+If your pull request is small, for example one or two commits each containing
+only a few lines of code, then it is easy for the maintainers to review.
+
+If you are creating a larger pull request, then please help the maintainers
+with making the reviews as straightforward as possible:
+
+* The smaller the PR, the easier it is to review. In particular if a PR is too
+ large to review in one sitting, or if changes are requested, then the
+ maintainer needs to repeatedly re-read code that has already been considered.
+* The commit history is important. This is a large codebase, developed over many
+ years by many developers. We frequently need to read the commit history (e.g.
+ using `git blame`) to figure out what is going on. So small, understandable,
+ and relevant commits are important for other developers looking back at your
+ work in future.
+
+If you are creating a large pull request then please:
+
+* Consider splitting your pull request into multiple PRs. If part of your work
+ can be considered standalone, or is a foundation for the rest of your work,
+ please submit it separately first.
+* Avoid including "fixup" commits. If you have added a fixup commit (for example
+ to fix a rubocop warning, or because you changed your own new code) please
+ combine the fixup commit into the commit that introduced the problem.

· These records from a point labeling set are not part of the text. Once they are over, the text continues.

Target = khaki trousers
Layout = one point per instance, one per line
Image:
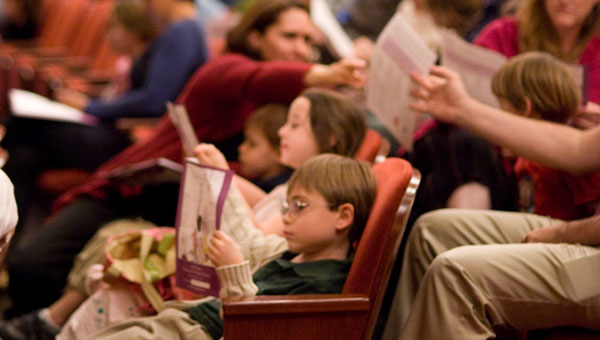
(169, 324)
(484, 278)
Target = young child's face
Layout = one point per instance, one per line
(298, 143)
(508, 107)
(309, 224)
(257, 157)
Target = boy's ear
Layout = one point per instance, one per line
(254, 40)
(345, 217)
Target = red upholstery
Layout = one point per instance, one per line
(352, 314)
(370, 146)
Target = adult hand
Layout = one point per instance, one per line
(208, 154)
(72, 98)
(222, 251)
(441, 94)
(550, 234)
(350, 72)
(587, 117)
(363, 48)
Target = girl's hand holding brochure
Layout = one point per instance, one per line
(222, 251)
(209, 155)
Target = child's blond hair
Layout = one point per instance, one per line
(268, 119)
(543, 79)
(339, 180)
(536, 32)
(467, 11)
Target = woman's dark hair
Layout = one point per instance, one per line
(259, 17)
(338, 124)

+ `git rebase -i` is very useful for this.
+* Avoid including "merge" commits. If your PR can no longer be merged cleanly
+ (for example, an unrelated change to Gemfile.lock on master now conflicts with
+ your PR) then please rebase your PR onto the latest master. This allows you to
+ fix the conflicts, while keeping the PR a straightforward list of commits. If
+ there are no conflicts, then there is no need to rebase anything.